New emergency brain procedure saving stroke patients
Every nine minutes someone in Canada has a stroke. But the odds of survival are getting better because of a new emergency intervention being offered at 22 hospitals across Canada.
Spencer Higdon, 63, successfully received the procedure at Toronto Western Hospital in April after suddenly collapsing in his bathroom.
“I was stepping into the shower and I dropped like a tonne of bricks.” he said.
When he regained consciousness he knew he’d had a stroke. “I couldn’t move my right leg, my right arm, I couldn’t speak, and I had difficulty moving my head.”
Physicians confirmed he’d had an ischemic stroke — a blood clot in his brain.
Unless the blockage was cleared within a few hours, his paralysis would likely be permanent, or worse, he’d die.
Higdon later learned from one of the treating physicians that because of the position of the clot in the brainstem, the consequences of his stroke could have been devastating.
“She said it’s called ‘locked-in syndrome,’ where your brain works just fine but nothing else in your body moves. You’re lying in a bed and the only way to communicate is through your eyes. And that just horrified me.”
The procedure used to remove Higdon’s clot, known as a thrombectomy, involves feeding a tiny catheter into an artery near the groin, all the way up into the brain and through the blockage.
The device is expanded to grab the clot. Then it’s pulled out, allowing the blood to flow again. Advanced imaging equipment helps navigate the catheter.
For Higdon, the entire procedure took eight minutes, a record for the stroke team at Toronto Western.
Clot-busting drugs limited success
Before the advent of thrombectomies, the only other option for urgent blockage removal was clot-busting drugs, which despite being considered a breakthrough when they were introduced 20 years ago, have limited success.
Dr. Michael Hill, a stroke specialist in Calgary, helped pioneer the development of thrombectomies in Canada.
“Now we’ve shown that we’re actually saving lives. We’re not only reducing the disability, we’re reducing the mortality from these big strokes by about 50 per cent. So this is another big leap.”
Hill acknowledges the procedure needs to be performed carefully to avoid risk of causing further brain damage.
Highly specialized team required
However, unlike clot-busting drugs, which can be administered intravenously by frontline physicians, a thrombectomy requires a highly specialized team that includes an interventional neuroradiologist — a subspecialty that was only recognized as such by the Royal College of Physicians and Surgeons of Canada in 2013.

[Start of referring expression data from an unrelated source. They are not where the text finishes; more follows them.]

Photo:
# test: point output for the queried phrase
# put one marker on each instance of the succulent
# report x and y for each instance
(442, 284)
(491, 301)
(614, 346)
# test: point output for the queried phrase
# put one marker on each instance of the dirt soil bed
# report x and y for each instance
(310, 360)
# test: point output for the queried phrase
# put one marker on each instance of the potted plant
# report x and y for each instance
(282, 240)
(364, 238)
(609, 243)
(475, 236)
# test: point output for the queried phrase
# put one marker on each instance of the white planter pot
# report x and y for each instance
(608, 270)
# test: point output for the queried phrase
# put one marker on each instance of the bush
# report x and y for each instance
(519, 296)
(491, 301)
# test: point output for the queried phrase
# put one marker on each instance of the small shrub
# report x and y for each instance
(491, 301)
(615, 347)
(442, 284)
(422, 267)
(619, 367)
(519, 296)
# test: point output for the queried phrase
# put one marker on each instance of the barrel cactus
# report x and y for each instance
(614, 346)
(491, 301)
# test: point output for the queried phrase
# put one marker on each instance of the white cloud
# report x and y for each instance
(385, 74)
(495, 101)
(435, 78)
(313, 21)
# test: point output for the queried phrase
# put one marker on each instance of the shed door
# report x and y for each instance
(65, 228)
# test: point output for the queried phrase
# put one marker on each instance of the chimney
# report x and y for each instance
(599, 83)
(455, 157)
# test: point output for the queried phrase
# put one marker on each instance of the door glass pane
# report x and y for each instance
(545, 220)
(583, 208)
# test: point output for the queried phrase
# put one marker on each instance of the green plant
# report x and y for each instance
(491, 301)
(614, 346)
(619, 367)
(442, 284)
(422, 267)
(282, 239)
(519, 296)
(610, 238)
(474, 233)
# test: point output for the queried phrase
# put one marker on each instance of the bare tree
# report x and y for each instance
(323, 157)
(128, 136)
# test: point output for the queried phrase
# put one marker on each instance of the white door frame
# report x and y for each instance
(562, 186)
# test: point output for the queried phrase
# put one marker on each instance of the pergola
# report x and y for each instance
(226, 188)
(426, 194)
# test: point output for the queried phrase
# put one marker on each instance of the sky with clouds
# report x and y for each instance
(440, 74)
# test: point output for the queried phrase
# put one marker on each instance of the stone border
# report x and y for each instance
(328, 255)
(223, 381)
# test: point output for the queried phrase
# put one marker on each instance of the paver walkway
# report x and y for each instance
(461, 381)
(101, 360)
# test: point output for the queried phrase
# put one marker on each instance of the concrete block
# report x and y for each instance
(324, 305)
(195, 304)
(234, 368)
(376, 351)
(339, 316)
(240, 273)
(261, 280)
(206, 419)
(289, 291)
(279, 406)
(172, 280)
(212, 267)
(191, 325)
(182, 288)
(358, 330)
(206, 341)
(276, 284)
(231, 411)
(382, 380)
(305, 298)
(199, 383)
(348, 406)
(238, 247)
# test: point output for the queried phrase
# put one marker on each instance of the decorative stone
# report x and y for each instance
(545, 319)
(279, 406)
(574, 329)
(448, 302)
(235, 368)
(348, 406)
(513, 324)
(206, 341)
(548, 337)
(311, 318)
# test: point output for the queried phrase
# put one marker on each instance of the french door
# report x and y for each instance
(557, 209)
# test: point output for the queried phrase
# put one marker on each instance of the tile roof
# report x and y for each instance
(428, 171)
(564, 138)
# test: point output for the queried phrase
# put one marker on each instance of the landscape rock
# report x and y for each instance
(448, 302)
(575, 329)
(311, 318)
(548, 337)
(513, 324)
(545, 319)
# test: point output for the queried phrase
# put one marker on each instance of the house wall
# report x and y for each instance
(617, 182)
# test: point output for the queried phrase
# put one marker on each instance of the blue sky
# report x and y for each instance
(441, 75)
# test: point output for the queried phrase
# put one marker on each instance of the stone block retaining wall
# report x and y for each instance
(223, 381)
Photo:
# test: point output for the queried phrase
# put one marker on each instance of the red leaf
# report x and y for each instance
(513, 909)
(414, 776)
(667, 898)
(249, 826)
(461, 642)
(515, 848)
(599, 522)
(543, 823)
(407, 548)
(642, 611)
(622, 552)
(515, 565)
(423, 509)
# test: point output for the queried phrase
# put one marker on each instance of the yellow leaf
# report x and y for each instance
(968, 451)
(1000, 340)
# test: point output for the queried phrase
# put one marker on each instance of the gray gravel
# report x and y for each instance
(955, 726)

As a result, the procedure is available at only select health-care centres in Canada. P.E.I., and Newfoundland and Labrador currently don’t offer the treatment.
Patrice Lindsay is a director at the Heart & Stroke Foundation of Canada — the agency is involved in the roll-out of the treatment across the country.
“We’re not there yet because of the geography and about 20 per cent of our population living outside the window. But we’re working really hard to figure out how to work around that.”
While the majority of strokes strike people over 65, 10 to 15 per cent affect individuals 45 and younger — and that number is on the rise.
- Strokes on the rise among young people
- Spouses of stroke survivors advised to move beyond caregiver role
- Stroke more than doubles risk of dementia
The Heart & Stroke Foundation hopes the wider availability of thrombectomies will help reduce both fatalities and disabilities caused by stroke.